Conforme indica el Banco de España, en relación a las tarjetas revolving que estimamos aplicable a la línea de crédito "son un tipo de tarjeta en la que dispones de un límite de crédito determinado, que puede devolverse a plazos, a través de cuotas periódicas. Éstas pueden establecerse como un porcentaje de la deuda existente o como una cuota fija; cuotas periódicas que puedes elegir y cambiar dentro de unos mínimos establecidos por la entidad.

Su peculiaridad reside en que la deuda derivada del crédito se 'renueva' mensualmente: disminuye con los abonos que haces a través del pago de las cuotas, pero aumenta mediante el uso de la tarjeta (pagos, reintegros en cajero), así como con los intereses, las comisiones y otros gastos generados, que se financian conjuntamente.

Esta peculiaridad tiene sus consecuencias. Por una parte, si se paga una cuota mensual baja respecto al importe de la deuda, la amortización del principal se realizará a un plazo muy largo, lo que puede derivar en que tengas que pagar muchos intereses. Por otra, hace que no sea posible emitir un cuadro de amortización previo (como sí ocurre, por ejemplo, cuando contratas un préstamo), al variar la deuda y, en su caso, las cuotas mensuales a pagar".
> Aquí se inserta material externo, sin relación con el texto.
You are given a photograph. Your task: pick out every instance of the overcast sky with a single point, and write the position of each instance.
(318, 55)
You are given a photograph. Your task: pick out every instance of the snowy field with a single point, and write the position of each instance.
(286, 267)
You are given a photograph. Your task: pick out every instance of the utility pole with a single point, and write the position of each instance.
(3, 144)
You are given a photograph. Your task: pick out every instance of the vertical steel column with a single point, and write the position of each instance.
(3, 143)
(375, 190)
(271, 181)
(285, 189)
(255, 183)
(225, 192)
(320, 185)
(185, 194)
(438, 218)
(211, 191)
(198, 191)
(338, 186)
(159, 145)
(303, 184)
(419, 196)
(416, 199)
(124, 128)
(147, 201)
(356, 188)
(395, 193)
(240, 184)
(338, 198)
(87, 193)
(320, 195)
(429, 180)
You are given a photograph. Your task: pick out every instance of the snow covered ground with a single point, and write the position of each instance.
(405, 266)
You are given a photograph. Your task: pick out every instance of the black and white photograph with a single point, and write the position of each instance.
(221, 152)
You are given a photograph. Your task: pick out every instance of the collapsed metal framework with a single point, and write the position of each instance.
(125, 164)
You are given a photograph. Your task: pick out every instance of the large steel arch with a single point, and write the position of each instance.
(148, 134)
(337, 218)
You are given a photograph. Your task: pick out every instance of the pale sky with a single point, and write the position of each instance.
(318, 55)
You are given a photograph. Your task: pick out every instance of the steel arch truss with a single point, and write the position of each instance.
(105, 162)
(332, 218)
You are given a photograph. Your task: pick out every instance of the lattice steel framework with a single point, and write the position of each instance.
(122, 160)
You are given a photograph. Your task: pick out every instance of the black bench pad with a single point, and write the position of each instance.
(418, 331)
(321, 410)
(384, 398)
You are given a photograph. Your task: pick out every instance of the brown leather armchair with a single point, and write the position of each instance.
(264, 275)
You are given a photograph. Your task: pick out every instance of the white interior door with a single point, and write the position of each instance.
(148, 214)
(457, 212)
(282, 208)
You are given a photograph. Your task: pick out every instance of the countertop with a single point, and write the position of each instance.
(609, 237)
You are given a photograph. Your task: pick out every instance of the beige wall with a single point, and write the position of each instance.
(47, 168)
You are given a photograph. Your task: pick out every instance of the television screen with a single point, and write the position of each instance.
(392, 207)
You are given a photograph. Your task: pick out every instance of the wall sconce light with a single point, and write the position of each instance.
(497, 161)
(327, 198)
Son por tanto estas singularidades las que afectan decisivamente a la carga asumida por el consumidor, y las que deben ser objeto de especial información más allá de la indicación del del tipo porcentual de interés aplicable, o de la fórmula matemática para su cálculo, a fin de que el consumidor contratante pudiera conocer el peculiar y gravoso sistema de amortización revolvente. Esa es la transparencia exigible, como conocimiento de la verdadera carga económica que va a implicar este contrato. Y es obligación de las entidades crediticias facilitar al consumidor información suficiente, adecuada y comprensible de la mecánica operativa de las tarjetas ( arts. 10 y 11 de la Ley 16/2011 de Contratos de Crédito al Consumo) información que debe ser anterior a la suscripción del contrato, pues sólo así puede el consumidor conocer si le interesa o no y decidir libremente la modalidad de pago que le conviene establecer.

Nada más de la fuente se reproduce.